I am trying to update the weight each epoch, but I am processing the data in batches. The problem is, to normalize the loss, I need to tape TensorFlow variables outside the training loop(to be tracked and normalized). But when I do this, the training time is Huge.
I think, it accumulates variables from all batches into the graph and calculates gradients at the end.
I have started tracking variables outside the for loop and inside the for loop and the later is faster than first.

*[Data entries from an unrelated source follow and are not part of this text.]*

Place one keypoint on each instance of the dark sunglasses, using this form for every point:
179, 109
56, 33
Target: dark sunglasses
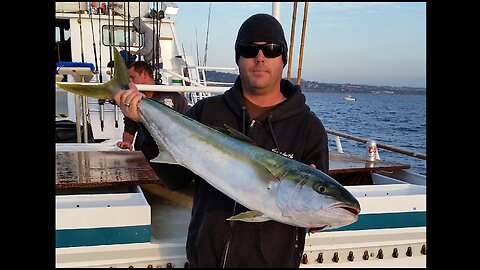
271, 50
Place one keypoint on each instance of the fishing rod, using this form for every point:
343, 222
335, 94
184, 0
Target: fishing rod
300, 59
292, 37
101, 102
206, 39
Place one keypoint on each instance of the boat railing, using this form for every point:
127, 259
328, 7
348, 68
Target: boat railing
338, 144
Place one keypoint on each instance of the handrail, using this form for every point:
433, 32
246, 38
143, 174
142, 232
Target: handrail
379, 145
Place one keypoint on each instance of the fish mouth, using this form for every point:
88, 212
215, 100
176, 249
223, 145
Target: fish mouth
352, 210
317, 229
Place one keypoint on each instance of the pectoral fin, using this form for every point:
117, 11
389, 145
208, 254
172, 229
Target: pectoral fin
249, 216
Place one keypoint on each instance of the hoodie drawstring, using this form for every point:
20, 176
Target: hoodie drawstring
271, 132
243, 119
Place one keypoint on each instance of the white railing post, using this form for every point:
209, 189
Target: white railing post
339, 144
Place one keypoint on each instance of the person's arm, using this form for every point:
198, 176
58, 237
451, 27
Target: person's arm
173, 176
127, 141
130, 129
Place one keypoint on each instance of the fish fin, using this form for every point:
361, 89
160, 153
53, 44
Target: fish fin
250, 216
164, 157
235, 133
105, 90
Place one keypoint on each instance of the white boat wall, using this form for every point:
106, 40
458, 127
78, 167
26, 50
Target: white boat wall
113, 212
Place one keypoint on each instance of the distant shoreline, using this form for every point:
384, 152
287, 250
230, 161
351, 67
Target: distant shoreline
346, 88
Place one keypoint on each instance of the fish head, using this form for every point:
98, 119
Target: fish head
313, 199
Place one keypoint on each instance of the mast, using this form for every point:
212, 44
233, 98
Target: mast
208, 29
276, 10
305, 12
292, 37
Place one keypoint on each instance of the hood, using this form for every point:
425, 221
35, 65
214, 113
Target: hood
139, 25
294, 104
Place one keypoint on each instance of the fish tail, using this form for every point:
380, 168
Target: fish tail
105, 90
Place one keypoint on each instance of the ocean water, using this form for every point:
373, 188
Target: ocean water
395, 120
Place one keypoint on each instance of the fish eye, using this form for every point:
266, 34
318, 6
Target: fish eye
320, 188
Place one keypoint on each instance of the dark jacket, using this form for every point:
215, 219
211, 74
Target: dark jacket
173, 99
291, 129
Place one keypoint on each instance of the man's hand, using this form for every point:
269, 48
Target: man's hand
124, 145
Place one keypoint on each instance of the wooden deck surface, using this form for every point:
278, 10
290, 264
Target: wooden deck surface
92, 169
102, 169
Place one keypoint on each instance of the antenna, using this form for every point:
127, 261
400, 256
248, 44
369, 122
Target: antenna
208, 29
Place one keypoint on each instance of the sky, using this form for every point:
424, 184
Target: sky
373, 43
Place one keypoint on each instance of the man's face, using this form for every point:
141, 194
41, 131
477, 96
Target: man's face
260, 73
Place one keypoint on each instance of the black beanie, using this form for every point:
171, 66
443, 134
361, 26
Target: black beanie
261, 28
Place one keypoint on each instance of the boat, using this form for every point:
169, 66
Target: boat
112, 211
349, 98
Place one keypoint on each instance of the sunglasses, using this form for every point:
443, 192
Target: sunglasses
271, 50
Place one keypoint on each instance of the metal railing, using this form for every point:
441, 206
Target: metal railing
379, 145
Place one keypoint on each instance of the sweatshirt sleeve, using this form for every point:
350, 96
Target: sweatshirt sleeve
316, 146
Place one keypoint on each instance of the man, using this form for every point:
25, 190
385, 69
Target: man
141, 72
273, 113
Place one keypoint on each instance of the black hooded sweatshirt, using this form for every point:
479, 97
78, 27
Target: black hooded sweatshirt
290, 129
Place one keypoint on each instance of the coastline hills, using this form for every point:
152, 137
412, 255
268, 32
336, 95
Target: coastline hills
313, 86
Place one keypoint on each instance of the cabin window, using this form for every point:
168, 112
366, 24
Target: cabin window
62, 41
121, 36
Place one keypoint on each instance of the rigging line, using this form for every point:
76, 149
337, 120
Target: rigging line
305, 12
292, 37
129, 38
186, 64
110, 38
208, 30
100, 37
196, 41
81, 32
94, 45
156, 42
126, 32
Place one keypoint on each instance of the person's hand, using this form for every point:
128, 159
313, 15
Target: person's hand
128, 100
124, 145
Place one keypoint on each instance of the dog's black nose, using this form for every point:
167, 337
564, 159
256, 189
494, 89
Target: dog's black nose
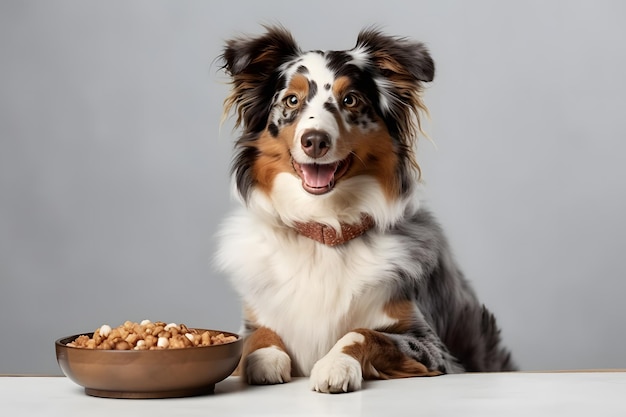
315, 143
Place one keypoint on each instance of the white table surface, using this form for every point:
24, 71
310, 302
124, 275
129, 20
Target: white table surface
499, 394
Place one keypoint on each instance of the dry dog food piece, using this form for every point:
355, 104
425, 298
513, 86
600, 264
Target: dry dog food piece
148, 336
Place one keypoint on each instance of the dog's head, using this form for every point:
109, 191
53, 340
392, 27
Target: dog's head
324, 128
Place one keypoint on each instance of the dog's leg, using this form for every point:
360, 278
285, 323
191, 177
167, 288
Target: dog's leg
264, 359
369, 354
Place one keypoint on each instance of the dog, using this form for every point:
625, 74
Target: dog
343, 275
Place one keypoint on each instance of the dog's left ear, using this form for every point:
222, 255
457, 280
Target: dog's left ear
398, 59
253, 64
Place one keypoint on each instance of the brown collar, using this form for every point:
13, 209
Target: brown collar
329, 236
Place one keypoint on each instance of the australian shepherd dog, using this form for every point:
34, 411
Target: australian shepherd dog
343, 275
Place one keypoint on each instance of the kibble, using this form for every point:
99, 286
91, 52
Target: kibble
147, 335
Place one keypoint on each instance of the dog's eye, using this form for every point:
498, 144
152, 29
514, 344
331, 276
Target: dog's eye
291, 101
350, 100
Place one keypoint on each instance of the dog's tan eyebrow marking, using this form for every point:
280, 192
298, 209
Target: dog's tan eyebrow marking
298, 85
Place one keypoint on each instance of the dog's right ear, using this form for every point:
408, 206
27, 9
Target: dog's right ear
253, 64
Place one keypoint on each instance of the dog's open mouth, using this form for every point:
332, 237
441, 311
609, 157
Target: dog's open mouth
321, 178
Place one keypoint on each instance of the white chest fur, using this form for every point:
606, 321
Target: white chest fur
310, 294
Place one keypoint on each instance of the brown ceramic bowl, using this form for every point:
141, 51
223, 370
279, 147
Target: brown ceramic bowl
160, 373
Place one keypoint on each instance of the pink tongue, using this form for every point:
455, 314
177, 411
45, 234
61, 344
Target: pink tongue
318, 176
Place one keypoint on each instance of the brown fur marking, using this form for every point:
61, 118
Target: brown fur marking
380, 358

I am confused about why this happens because whatever I do, my model's trainable variables and loss remain the same.
# Very Slow
loss_value = 0
batches = 0
with tf.GradientTape() as tape:
for inputs, min_seq in zip(dataset, minutes_sequence):
temp_loss_value = my_loss_function(inputs, min_seq)
batches +=1
loss_value = loss_value + temp_loss_value
# The following line takes huge time.
grads = tape.gradient(loss_value, model.trainable_variables)
# Very Fast
loss_value = 0
batches = 0
for inputs, min_seq in zip(dataset, minutes_sequence):
with tf.GradientTape() as tape:
temp_loss_value = my_loss_function(inputs, min_seq)
batches +=1
loss_value = loss_value + temp_loss_value
# If I do the following line, the graph will break because this are out of tape's scope.
loss_value = loss_value / batches
# the following line takes huge time
grads = tape.gradient(loss_value, model.trainable_variables)
When I declare tf.GradientTape() inside the for loop, it is very fast but I outside It is slow.
P.S. - This is for a custom loss and the architecture contains just one hidden layer of size 10.
I want to know, the difference tf.GradientTape()'s position makes and how it should be used for per epoch weights updating in batched dataset.